In the winter of 2002, Ande and I moved our family to NC for a new start. I remember standing in the kitchen that spring of 2003 and saying to God, "If I have to be on medications for the rest of my life to be a wife and a mother, just take me now".  I  never took the medications again.  Was I healed?  Yes, did I have to learn how to identify the symptoms so that I could cut back on caffeine, so that I could get a good night sleep.  Yes.  The symptoms became less and less.  Over the next few years I gained a few extra pounds and now I am back to the point that I am having to work on my weight by healthy eating and exercise.
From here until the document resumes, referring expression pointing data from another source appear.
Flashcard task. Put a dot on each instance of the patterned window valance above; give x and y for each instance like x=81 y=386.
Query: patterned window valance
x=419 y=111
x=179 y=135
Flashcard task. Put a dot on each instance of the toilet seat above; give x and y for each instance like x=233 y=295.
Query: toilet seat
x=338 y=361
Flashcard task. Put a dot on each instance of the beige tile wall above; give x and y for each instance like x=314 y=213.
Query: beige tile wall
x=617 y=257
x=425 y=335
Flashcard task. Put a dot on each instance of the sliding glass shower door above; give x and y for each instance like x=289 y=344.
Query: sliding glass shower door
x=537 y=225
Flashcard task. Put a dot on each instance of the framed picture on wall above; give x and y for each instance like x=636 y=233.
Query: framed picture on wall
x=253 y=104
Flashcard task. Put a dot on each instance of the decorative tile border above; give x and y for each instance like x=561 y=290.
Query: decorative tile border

So what does all of that have to do with today?  Well both this morning and yesterday morning I woke up out of a deep sleep.  The whole drool on the pillow, disoriented when you wake up sleep.  I finally realized this morning, that I have been in a manic phase.  Nothing crazy, no excessive shopping, no grandiose ideas of myself... just stress really taking it's toll and leaving me on edge all of the time.  Heightened awareness, and the inability to sleep are some of my "indicators".  The good news is that when Ande finally got settled into the Army, when I knew that we had a path, my body automatically went into recovery mode.  Sleep is one of my best indicators of where I am on the scale.

No, I am still not on medications.  I have learned self-control and I know that God has hemmed me in.  It's not that the thoughts and desires don't come, it's that I have the where with all to stay in my safe zones, not go to the mall, not browse the internet shopping.  I got involved in a local bible study and began to get my God tank refilled and today I sit here knowing that it wasn't I but God within me that has lead me down this road of recovery.

***Let me say here... I would never encourage anyone coming off medications cold turkey and without the help of a physician.*** My results weren't typical. Please hear me on this.

What I want to say is that God is good.  He is so extravagant in His love that he allowed me to restore my foundation, with some great help along the way.  I have had tons of counseling, tons of healing ministry, I have had people that have shown me the healing hand of God.  I can choose this morning to either think it was all for nothing or I can be reminded of the last time I was on this train and the wreckage I left in my wake.  I am still in recovery. I still seek out recovery ministry information, I still keep that part of me fed and learning.

I love this lady, and I watch her sermons every week.  She is so spot on.
http://www.lightsource.com/ministry/northstar-community-church/

So I say to you, my friend, my family... I am sorry for the wake I have left before, and that I will possibly leave in the future.  I am being reconciled to Christ daily.  I didn't come from a land of milk and honey but I am taking out the "Ites" in the land that God has promised me.  Thank you for loving me, thank you for walking beside me.

Therefore, if anyone is in Christ, he is a new creation; the old has gone, the new has come! All this is from God, who reconciled us to himself through Christ and gave us the ministry of reconciliation: that God was reconciling the world to himself in Christ, not counting men's sins against them. And he has committed to us the message of reconciliation. 2 Corinthians 5:17-19

Lord, I thank you for not leaving me covered in my own blood, I thank you for cleaning me up and setting me back on my feet.  I thank you for a path to recovery and reconciliation.  I honor you and praise you for all that you have done in my life and I love to see the true fruits of it in my children.  Thank you for the reconciliation of a mother to her babies.  They are among the greatest of gifts I have ever received.